The sdrm!bldiay contact suddenly turned auditory as C!glos!phtrgh
"Urgh murgh grunt grunt urgh sqwawk phbbbtyou know, Dawson,
I'd flay you alive and leave you for the crows to eat if there were any
crows on this useless rock."
I bristled in anger again. "Ow!" said C!glos!phtrgh, and I forced
myself to calm down.
"But Captain, it attacked me! It oozed threateningly in my direction!"
"That's not what the recorders show, and that's not what I'm going
to testify to at your court-martial. Now shut up. You are in a world of
"My garden!" wailed C!glos!phtrgh, reminded of its beautiful pr!fthneh.
"Hush", I said. "We're going to have to talk to them. Relay what I say
to the Captain-thing."
So, interstitiated, C!glos!phtrgh and I lifted ourselves
partially out of the fissure.
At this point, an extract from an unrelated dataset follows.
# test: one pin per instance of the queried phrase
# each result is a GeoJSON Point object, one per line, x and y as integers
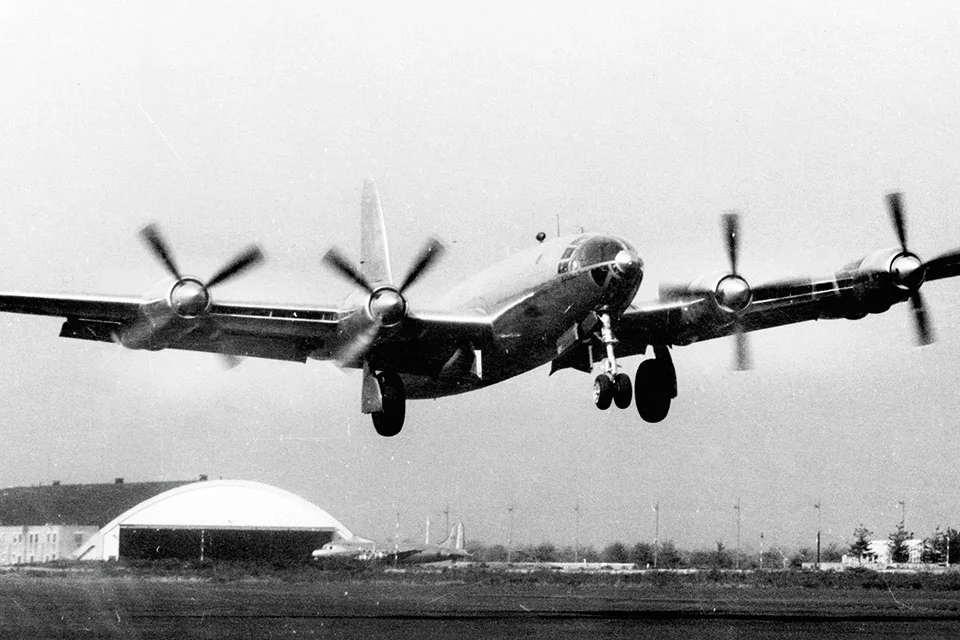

I had most of my eyespines and the
Big Eye, C!glos!phtrgh had its tympanos.
"I would like to know how you think you're going to get away with filming
your disgusting entertainments on my front doorstep", I said, relayed by
C!glos. "I'm going to sue you for every last st!ltylth!pt you have."
All of the things suddenly turned their attention towards C!glos and
me. Several of them pulled the BZZT-thing from their waists. It was
a quite painful effort to keep C!glos from de-interstitiating and oozing
back into the ground.
"Holster you arms!" yelled the Captain-thing. "I'm sorry if
we caused you any inconvenience. We come in peace. I am captain Amelia
Grepmurgh urgh grunt squeal urgh sqwawk murgh urhg...
"Hey!" I sdrm!bld-ed to C!glos.
"It's reading a prepared speech. Earth wants to be your friends,
take us to your leader, all the usual pr!fthneh."
"Oh, God, Earth, that bunch of insane cretins. Just re-initiate the
"urgh squeal murgh sqwawk blaaat gruntand you have my sincerest apologies.
We'll make restitution."
"You destroyed a three-millenium-old pr!fthneh! It's going to
be very expensive! Anyway, I've already called the authorities.
and GET THAT OBSCENE THING OFF MY PROPERTY!" I was getting really angry;
the static field was making the h!m!shtlpa's lights flicker.
"I will personally order a rock accelerated to three-quarters lightspeed
and wormholed to Earth if you don't have it off my property in one day!
I don't mind the expense!"
The static field built up to its maximum as C!glos and I oozed back
into the ground. Then my eyespines caught sight of something quite
amazing: Thousands of tiny spines suddenly stood straight out from the
sensory clusters of the Captain-thing and all but one of the other things.
So they weren't entirely spineless, after all. And gesture of appeasement;
how touching. They were still going to pay through the h!m!shtlpa.